Apr 13 (Saturday) Last night there was an air raid near Wigan. 12 lost their lives. The Zeppelin passed through about 2 miles outside of Manchester.
May 3 (Friday) Amount of money spent on drink in the House of Lords £14,000 in 12 months. 9 out of 12 Bishops in the House of Lords have shares in Breweries & armament factories. England has never known a teetotal Prime Minister.
May 31 (Friday) Tonight I have been elected Secretary of Platt Hall Camp.
Jun 19 (Wednesday) Today I have made application to the Home Office for the New Scheme.
Jun 23 (Sunday) After 7 years ministry Rev A J Wigley preached his farewell sermons today at Hesketh Banks.
Jun 25 (Tuesday) Taken ill with influenza.
Jun 28 (Friday) In the house as orderly. 9 of us down with influenza. Epidemic spreading throughout England.
Jul 6 (Saturday) Day off looking for work. Not yet successful.
Jul 9 (Tuesday) Mr Reeves Farmer Hutton refuses me work.
Jul 10 (Wednesday) 6 new men come from Dartmoor.
Jul 12 (Friday) Received word from home to interview Robert Bell Bank View regarding work.
Jul 13 (Saturday) Successful in obtaining work at R Bell’s.
Jul 19 (Friday) Received word from Home Office authorising me to take up exceptional work at Robert Bell’s Farm Hesketh Bank. I left Manchester at 10 o’clock arrived home at 3 o’clock. Thus ended my stay in Manchester and completion of work under the Penal Home Office Scheme. I am now at liberty to obtain my own wage, live at home without any rules to observe. We have only to send a report when asked. I was at Manchester nearly 12 months and enjoyed the experience. There was a little opposition now & then, but on the whole we had a pleasant time. During the time I was there I came home 50 times and thus cycled about 3,500 miles. I also had the pleasure of going round Manchester through the change of work. Out of the 26 most of us have gone home, and new men have come in our place. I shall always have pleasant recollections of the time we spent there, and hope to revisit it before long.

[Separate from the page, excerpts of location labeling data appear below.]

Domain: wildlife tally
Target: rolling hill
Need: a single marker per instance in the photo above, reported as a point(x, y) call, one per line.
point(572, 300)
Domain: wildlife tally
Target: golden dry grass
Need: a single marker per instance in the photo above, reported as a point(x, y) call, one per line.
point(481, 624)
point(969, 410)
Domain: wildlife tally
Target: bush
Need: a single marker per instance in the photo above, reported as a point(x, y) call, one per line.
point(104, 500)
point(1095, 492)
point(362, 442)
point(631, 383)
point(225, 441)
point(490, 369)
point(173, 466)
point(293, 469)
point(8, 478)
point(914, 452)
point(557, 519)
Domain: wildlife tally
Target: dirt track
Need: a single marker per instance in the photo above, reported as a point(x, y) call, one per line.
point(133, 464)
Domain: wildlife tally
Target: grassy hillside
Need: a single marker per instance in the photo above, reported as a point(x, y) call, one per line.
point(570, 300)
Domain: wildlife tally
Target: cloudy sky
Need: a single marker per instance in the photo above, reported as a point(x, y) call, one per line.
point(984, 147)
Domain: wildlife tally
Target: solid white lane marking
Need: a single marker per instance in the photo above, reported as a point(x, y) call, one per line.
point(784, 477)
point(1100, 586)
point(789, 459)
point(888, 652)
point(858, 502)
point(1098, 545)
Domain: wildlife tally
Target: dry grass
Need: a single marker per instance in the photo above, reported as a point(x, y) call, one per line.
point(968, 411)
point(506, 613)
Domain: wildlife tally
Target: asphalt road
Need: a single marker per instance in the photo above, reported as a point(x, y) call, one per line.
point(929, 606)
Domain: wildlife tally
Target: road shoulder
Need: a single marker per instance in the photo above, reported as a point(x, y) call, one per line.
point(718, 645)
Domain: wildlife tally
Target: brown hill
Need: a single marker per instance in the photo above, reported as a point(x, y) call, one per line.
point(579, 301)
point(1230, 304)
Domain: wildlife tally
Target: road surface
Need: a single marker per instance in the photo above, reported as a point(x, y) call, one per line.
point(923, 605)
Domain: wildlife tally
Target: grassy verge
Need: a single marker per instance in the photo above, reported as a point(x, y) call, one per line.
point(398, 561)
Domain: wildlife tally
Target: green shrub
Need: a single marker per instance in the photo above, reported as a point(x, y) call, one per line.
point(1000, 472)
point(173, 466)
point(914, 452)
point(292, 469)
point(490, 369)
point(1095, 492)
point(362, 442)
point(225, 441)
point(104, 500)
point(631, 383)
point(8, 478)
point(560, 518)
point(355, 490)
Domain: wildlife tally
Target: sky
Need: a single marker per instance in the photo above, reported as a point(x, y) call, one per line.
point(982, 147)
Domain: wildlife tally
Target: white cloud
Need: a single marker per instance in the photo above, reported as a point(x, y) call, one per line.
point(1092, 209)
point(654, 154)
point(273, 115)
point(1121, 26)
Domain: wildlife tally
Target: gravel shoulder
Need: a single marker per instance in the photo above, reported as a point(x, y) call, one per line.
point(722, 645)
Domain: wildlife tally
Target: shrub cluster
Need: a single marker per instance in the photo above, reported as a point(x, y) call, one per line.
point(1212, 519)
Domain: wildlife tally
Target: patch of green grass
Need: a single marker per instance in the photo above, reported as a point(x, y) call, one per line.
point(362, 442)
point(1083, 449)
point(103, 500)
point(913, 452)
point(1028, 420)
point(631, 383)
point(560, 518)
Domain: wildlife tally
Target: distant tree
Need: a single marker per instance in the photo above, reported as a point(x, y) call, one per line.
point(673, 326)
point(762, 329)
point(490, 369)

Dec 31 (Tuesday) Another year is closing after most eventful days. The Great War is practically over. The Peace Conference has now to do its work. The Prince of Peace will now have a chance. During the year I have been enabled to preach and give addresses 40 times. I hope now to continue the work I left two years ago, and I pray for God’s blessing.